Abraham Lincoln Didn’t Quit
- 1816 His family was forced out of their home. He had to work to support them.
- 1818 His mother died.
- 1831 Failed in business.
- 1832 Ran for state legislature – lost.
- l832 Also lost his job – wanted to go to law school but couldn’t get in.
- 1833 Borrowed some money from a friend to begin a business and by the end of the year he was bankrupt. He spent the next 17 years of his life paying off this debt.
- 1834 Ran for state legislature again – won.
- 1835 Was engaged to be married, sweetheart died and his heart was broken.
- 1836 Had a total nervous breakdown and was in bed for six months.
- 1838 Sought to become speaker of the state legislature – defeated.
- 1840 Sought to become elector – defeated.

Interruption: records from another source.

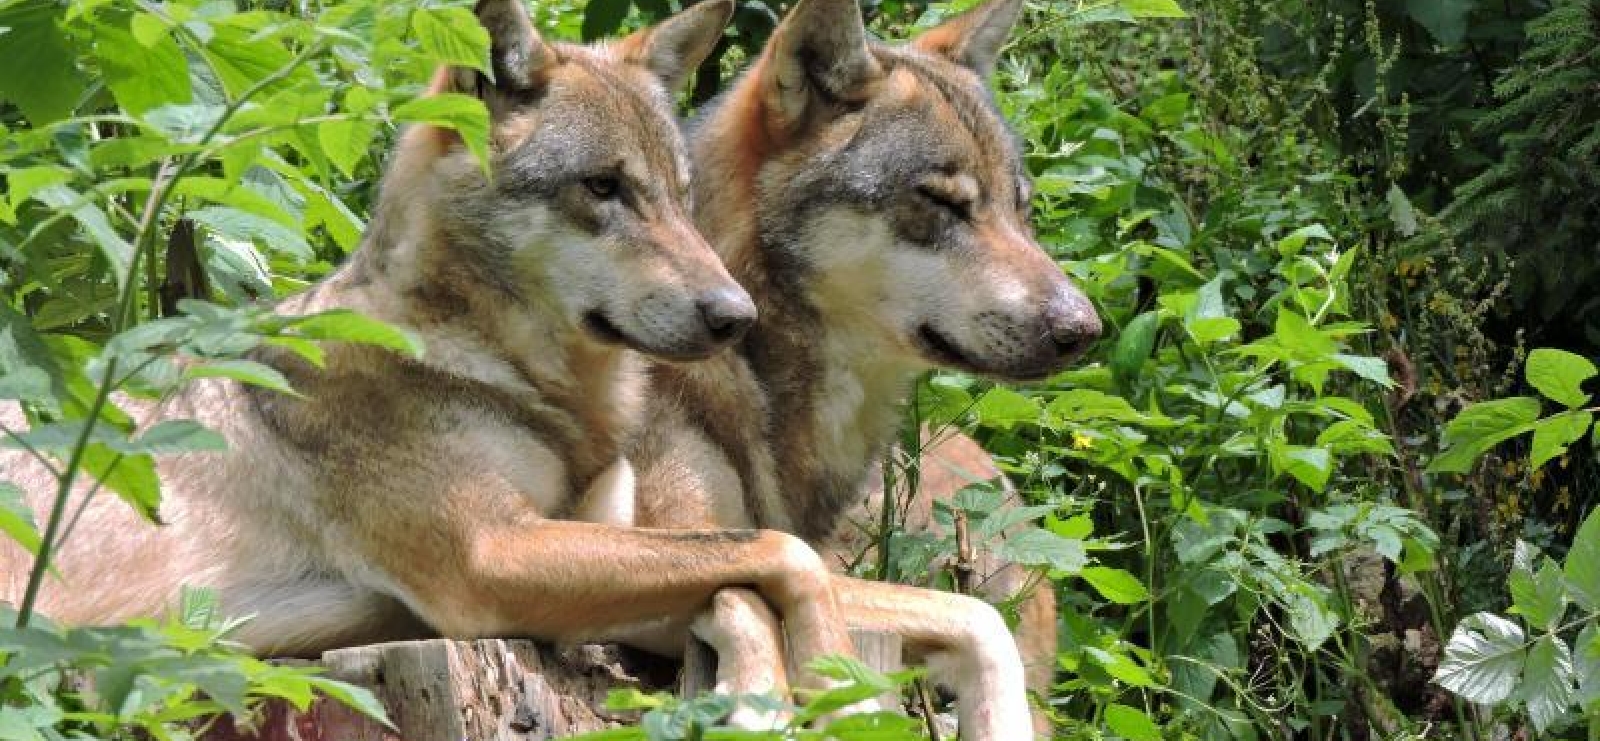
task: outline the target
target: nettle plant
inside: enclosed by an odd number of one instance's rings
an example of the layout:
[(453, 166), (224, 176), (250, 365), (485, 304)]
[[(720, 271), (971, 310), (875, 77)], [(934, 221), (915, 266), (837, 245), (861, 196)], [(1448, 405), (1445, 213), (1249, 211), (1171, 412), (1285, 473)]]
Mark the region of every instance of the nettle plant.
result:
[[(1534, 350), (1524, 380), (1542, 399), (1463, 409), (1445, 426), (1446, 447), (1428, 470), (1467, 473), (1495, 446), (1530, 433), (1532, 469), (1563, 458), (1592, 434), (1600, 405), (1584, 385), (1596, 375), (1587, 358)], [(1462, 620), (1434, 681), (1471, 702), (1521, 710), (1539, 733), (1585, 725), (1592, 737), (1600, 729), (1600, 511), (1584, 520), (1564, 564), (1518, 541), (1508, 586), (1512, 617), (1480, 612)]]
[(451, 126), (483, 151), (481, 104), (416, 96), (437, 66), (487, 54), (470, 10), (420, 2), (0, 0), (0, 404), (21, 412), (0, 446), (55, 484), (36, 522), (0, 480), (0, 531), (34, 556), (0, 627), (0, 737), (181, 739), (316, 693), (381, 715), (363, 691), (247, 656), (203, 594), (164, 620), (71, 630), (35, 600), (90, 499), (157, 521), (156, 457), (224, 446), (192, 421), (138, 428), (124, 406), (205, 377), (293, 393), (247, 357), (262, 345), (313, 364), (324, 341), (420, 352), (348, 312), (255, 301), (355, 249), (395, 124)]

- 1843 Ran for Congress – lost.
- 1846 Ran for Congress again – this time he won – went to Washington and did a good job.
- 1848 Ran for re-election to Congress – lost.
- 1849 Sought the job of land officer in his home state – rejected.
- 1854 Ran for Senate of the United States – lost.
- 1856 Sought the Vice-Presidential nomination at his party’s national convention – get less than 100 votes.
- 1858 Ran for U.S. Senate again – again he lost.
- 1860 Elected president of the United States.
If America elects any person who suggests, even before they are elected, that they might quit after the election, then we are the fools if we elect such a person.